In the US, risk minimization and management plans are called risk evaluation and mitigation strategies (REMS). A REMS is an operational manual, which includes strategies on how to handle risks associated with a product. It allows patients to use the product but under certain conditions and surveillance.^37,38

The FDA gained the authority to require a REMS under the Food and Drug Administration Amendments Act legislation enacted in 2007.

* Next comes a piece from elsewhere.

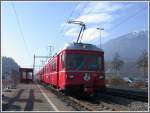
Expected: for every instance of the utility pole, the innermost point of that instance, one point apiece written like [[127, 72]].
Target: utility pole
[[50, 50], [83, 27], [100, 29]]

A REMS may include a medication guide, a communication to HCPs, or elements to assure safe use (ETASU) such as special training for HCPs who prescribe, dispense only in certain settings, or monitor and register patients.^37,38 A REMS must always include a timetable and metrics for assessment of its effectiveness, at a minimum at 1.5 years, 3 years, and in 7 years.^37,38 There is a formal submission and approval process by the FDA. The vast majority of products do not require a REMS. The FDA can require a REMS at the time of an initial NDA submission, at the time of submission for a line extension, or when new safety information is received for an approved product. ‘Class’ REMS are evolving, such as those that have been developed for extended-release and long-acting opioid medications.³⁷

A REMS must follow a specified format that includes goals, a medication guide or patient package insert, a communication plan, ETASUs, an implementation system, a timetable for submission of assessments, and an appendix.^37–39

The majority of initial REMS were medication guide-only REMS, which put too much burden on the healthcare system. A new guidance released in 2011 reversed the policy, not requiring a medication guide to be a part of a REMS.³⁸ In total about 200 REMS have been approved since 2008.³⁹

Conclusion

In conclusion, regulations are aimed to ensure that the assessment of safety during clinical development is meaningful and sponsors need to have a systematic approach for the safety assessment of their investigational products. Managing clinical trial safety data is a collaborative process. Investigators, sponsors/CROs, ethics committees, data safety monitoring boards, and regulators all share the responsibility for protecting clinical trial subjects by scrutinizing and evaluating safety data proactively and on an ongoing basis. According to current regulatory guidelines, in the post marketing environment new safety signals also should be evaluated promptly by the marketing authorization holders and communicated to regulatory authorities, healthcare professionals and consumers in a timely fashion to ensure safety of drug products.